Here's the changes we need to make to the tests:

1. Create a file called `model_scores.json` in the root of the project.

1. Add the following code to the test file, `tests.py`:

    ```python

    import json

    import os

    def test_model_score():

        score = app.main()  # Assuming the main function returns the score

        assert isinstance(score, float)

        assert 0.0 <= score <= 1.0

        # Load the model scores

        with open('model_scores.json', 'r') as f:

            model_scores = json.load(f)

        # Get the latest model score

        latest_score = model_scores[-1]['score']

        # Compare the latest score with the current score

        assert score >= latest_score

    ```

    Now, we've added a test that compares the latest score with the current score.
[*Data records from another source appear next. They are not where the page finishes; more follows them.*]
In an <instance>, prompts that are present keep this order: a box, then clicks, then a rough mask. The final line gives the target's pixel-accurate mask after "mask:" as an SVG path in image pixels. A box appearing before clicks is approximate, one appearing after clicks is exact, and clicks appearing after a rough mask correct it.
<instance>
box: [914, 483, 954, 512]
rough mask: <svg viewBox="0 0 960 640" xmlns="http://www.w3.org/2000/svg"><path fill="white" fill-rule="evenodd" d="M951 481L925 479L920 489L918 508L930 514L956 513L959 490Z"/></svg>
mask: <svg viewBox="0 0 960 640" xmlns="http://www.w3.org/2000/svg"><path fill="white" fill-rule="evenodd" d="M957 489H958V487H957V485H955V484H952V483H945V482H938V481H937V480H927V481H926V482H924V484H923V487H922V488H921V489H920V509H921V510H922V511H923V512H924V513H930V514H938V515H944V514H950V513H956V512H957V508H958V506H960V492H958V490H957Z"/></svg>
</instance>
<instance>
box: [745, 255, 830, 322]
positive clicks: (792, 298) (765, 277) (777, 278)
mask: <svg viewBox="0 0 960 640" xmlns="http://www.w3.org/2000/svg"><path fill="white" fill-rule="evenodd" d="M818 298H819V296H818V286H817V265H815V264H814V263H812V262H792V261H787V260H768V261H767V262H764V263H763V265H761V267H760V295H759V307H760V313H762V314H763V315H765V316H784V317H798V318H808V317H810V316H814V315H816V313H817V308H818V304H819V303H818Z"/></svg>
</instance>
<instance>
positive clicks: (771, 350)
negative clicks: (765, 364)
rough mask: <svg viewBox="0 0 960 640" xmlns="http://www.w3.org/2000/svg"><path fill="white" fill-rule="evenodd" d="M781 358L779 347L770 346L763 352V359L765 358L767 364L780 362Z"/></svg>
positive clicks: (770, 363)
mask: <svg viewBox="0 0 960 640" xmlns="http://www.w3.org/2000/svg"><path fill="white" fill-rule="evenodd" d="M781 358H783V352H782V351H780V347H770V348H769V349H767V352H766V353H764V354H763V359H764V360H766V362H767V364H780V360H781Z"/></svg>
If the current score is worse than the latest score, the test will fail.

    > NOTE: if the tests pass, you will see that in the PR, add a new entry if so to the JSON file like so:

    ```json

    {

        "version": "1.2",

        "score": 

    }

    ```

    > TIP: it's a good idea if you're a developer to tag this commit with a version number, e.g., `v1.2` like so: `git tag v1.2` and then push the tag to GitHub like so: `git push origin v1.2`. This way, you can easily find where in your code the model was improved or worsened.

**What did you learn?**

You've learned how to compare the performance of the model with the previous version of the model. This is a great way to ensure that the model is improving and not worsening.

## Hand in

Send a link to your repository on GitHub to your teacher.